Afrin’den getirilen zeytin ve zeytinyağına ilişkin tepkiler sürerken, Gıda- İş Sendikası Başkanı Seyit Aslan, bunun ganimetten başka bir şey olmadığını belirterek, “Zeytinler ÖSO’yu finansman etmek için mi getirildi?” diye sordu.
Meclis Plan ve Bütçe Komisyonu’nda konuşan Cumhuriyet Halk Partisi (CHP) Balıkesir Milletvekili Fikret Şahin yurt dışından kaçak olarak yaklaşık 50 bin ton civarında zeytinyağının Türkiye piyasasına girdiğini açıkladı. Zeytinyağının Türkiye’nin selefi ÖSO grupları ile 18 Mart’ta girdiği Afrin’den getirildiğini doğrulayan Tarım ve Orman Bakanı Bekir Pakdemirli, “Hükümet olarak PKK’nın eline gelir geçsin istemiyoruz, Afrin’de gelir bize geçsin istiyoruz” diye belirtmişti. Mezopotamya Ajansı’ndan (MA) Elif Çetiner’e konuşan GIDA-İş Sendikası Başkanı Seyit Aslan, getirilen zeytin ve zeytinyağının yerli üreticiyi zora sokacağını belirterek, parasının nereye gittiğini sordu.
‘Daha önce de petrol kaçakçılığı vardı’
Türkiye’de bugüne kadar zeytin veya zeytinyağı ithalatının yapılamadığını hatırlatan Aslan, “Geçtiğimiz yıl Tunus’dan kısmi olarak zeytin ithal edildi ama üreticilerin tepkisinin ardından hükümetin bunu dayanışma için yaptığı ve bir daha yapmayacağı yönünde açıklamalar geldi” diye belirtti. Marmara Birliği’n zeytin taban fiyatını açıkladığını ve Afrin’den gelen zeytinyağının bundan sonra duyurulduğunu ifade eden Aslan, “Marmara Birlik fiyat listesini açıkladı ama alımları bir süre durdurduğunu açıkladı. Bunun sebebinin ne olduğuna dair herhangi bir açıklama söz konusu değil. Bilindiği gibi Türkiye ile Suriye arasında daha önce de sınırdan petrol kaçakçılığı vardı. Çok yüklü miktarda petrolün piyasaya sürüldüğü yönünde iddialar vardı. Türkiye’nin Afrin’den ÖSO ya da başka güçler üzerinden 50 bin ton zeytinyağı getirmiş olması çok şaşırtıcı değil” diye konuştu.

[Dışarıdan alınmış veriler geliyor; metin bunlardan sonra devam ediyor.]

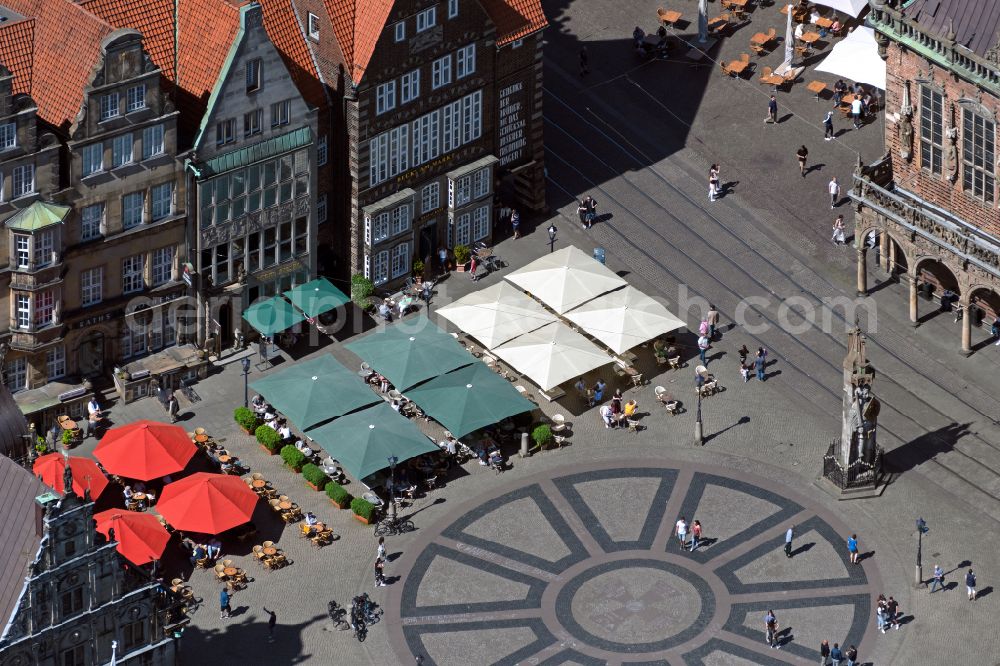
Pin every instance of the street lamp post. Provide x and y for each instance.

‘ÖSO’yu finanse etmek için mi’
Neden zeytinyağı ithal edildiğine dair resmi açıklamaların olmadığını vurgulayan Aslan, verilen önergelerde bakanlıkların açıklamalarının tatmin edici olmadığını da sözlerine ekledi. Aslan, devamla şunları ifade etti: “Piyasada getirilen zeytinyağları ile ilgili bir hareketlilik oldu. Bu hükümetin nasıl keyfi tutum içinde olduğunu, kendisinin koyduğu yasaları da çiğneyerek hukuk dışı işler yapabileceğini göstermiştir. Bunun ÖSO’nun finanse edilmesi için mi kullanıldığı da akıllarda yer alan başka bir soru işareti olarak duruyor.”

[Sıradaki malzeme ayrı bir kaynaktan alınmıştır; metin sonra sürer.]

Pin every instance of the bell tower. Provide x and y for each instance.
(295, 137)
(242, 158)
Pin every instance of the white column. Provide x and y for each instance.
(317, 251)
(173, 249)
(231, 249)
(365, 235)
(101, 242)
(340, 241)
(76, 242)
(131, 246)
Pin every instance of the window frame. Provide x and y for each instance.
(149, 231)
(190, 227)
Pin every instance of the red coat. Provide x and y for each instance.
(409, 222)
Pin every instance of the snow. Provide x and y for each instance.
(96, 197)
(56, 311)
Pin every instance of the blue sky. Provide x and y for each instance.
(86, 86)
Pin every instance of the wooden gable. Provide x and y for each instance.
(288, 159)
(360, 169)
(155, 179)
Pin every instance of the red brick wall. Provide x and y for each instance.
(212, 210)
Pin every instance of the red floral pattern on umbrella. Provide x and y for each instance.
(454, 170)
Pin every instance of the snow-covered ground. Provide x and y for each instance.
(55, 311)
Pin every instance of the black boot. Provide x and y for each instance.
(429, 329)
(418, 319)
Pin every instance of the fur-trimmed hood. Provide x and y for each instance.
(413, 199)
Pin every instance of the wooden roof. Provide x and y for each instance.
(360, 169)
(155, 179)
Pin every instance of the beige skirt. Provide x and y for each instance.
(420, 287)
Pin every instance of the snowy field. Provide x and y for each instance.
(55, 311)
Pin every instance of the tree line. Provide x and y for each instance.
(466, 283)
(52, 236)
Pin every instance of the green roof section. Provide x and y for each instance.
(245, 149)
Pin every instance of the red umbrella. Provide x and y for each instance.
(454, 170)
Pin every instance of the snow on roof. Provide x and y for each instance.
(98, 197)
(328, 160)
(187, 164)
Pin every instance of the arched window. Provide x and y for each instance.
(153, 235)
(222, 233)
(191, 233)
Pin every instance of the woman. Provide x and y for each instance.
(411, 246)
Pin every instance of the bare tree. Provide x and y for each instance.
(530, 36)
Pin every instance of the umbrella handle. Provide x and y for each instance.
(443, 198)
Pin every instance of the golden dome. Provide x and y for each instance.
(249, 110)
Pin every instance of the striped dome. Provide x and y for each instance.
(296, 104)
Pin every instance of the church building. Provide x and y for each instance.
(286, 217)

‘Tekel oluşturulmak isteniyor’
Belli siyasi çıkarlar uğruna üreticilerin zor koşullar içine sürüklendiğini sözlerine ekleyen Aslan, şunları dile getirdi: “Şuan iç piyasada satılan sıvı yağların büyük kesimi ABD’den getiriliyor. Ortada oluşturulmaya çalışılan bir tekel söz konusu. Tekel oluşturarak fiyat belirlemeyi kendi ellerine almak istiyorlar. Üreticiden tüketiciye giden süreçte kişileri tefecilere muhtaç etmeye hizmet ediyorlar. Alınan yağ ile hükümetin neye hizmet etmeye çalıştığı çok açık ortada.”

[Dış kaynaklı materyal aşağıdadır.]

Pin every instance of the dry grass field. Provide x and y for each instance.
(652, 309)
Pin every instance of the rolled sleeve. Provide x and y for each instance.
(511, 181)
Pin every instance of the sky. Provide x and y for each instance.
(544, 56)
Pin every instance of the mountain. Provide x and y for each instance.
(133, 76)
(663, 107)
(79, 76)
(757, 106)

‘Ganimetten başka bir şey değil’
Afrin’de topraklarını bırakıp gitmek zorunda kalan bir halkın olduğunu söyleyen Aslan, sözlerini şöyle sürdürdü: ”Bu halkın emeğine el konularak Türkiye’ye getirilmesi ganimetten öte bir şey. Bu asla kabul edilir bir durum değil. Bu aslında bölgedeki savaşın boyutlarının nereye vardığının da göstergesi. O ülkenin değerlerine el konuluyor. Ganimet değil yaşanan tam anlamı ile halkın yaşamına el koymaktır. O halkın ürünleri ile kendi iç piyasasının dengelerini bozan ve kendi halkını da mağdur eden bir siyaset izleniyor.”
‘Haksız kazanca karşı ortak tutum’
Bu durumun son bulması için girişimlerin başlatılması gerektiğini belirten Aslan, sözlerini şöyle tamamladı: “Başta üreticiler ile iç içe olan Marmara Birlik gibi yapıların üreticileri koruyacak önlemler alması gerekir. İlgili sendikalar ve üreticiler bir araya gelerek haksız kazanç için programlar oluşturması ve gerekli hukuki girişimler başlatması önemli adımlardan biri olacaktır. Hükümetin yürüttüğü bu politikalara karşı üreticiler ve tüketiciler ortak tutum almalı.”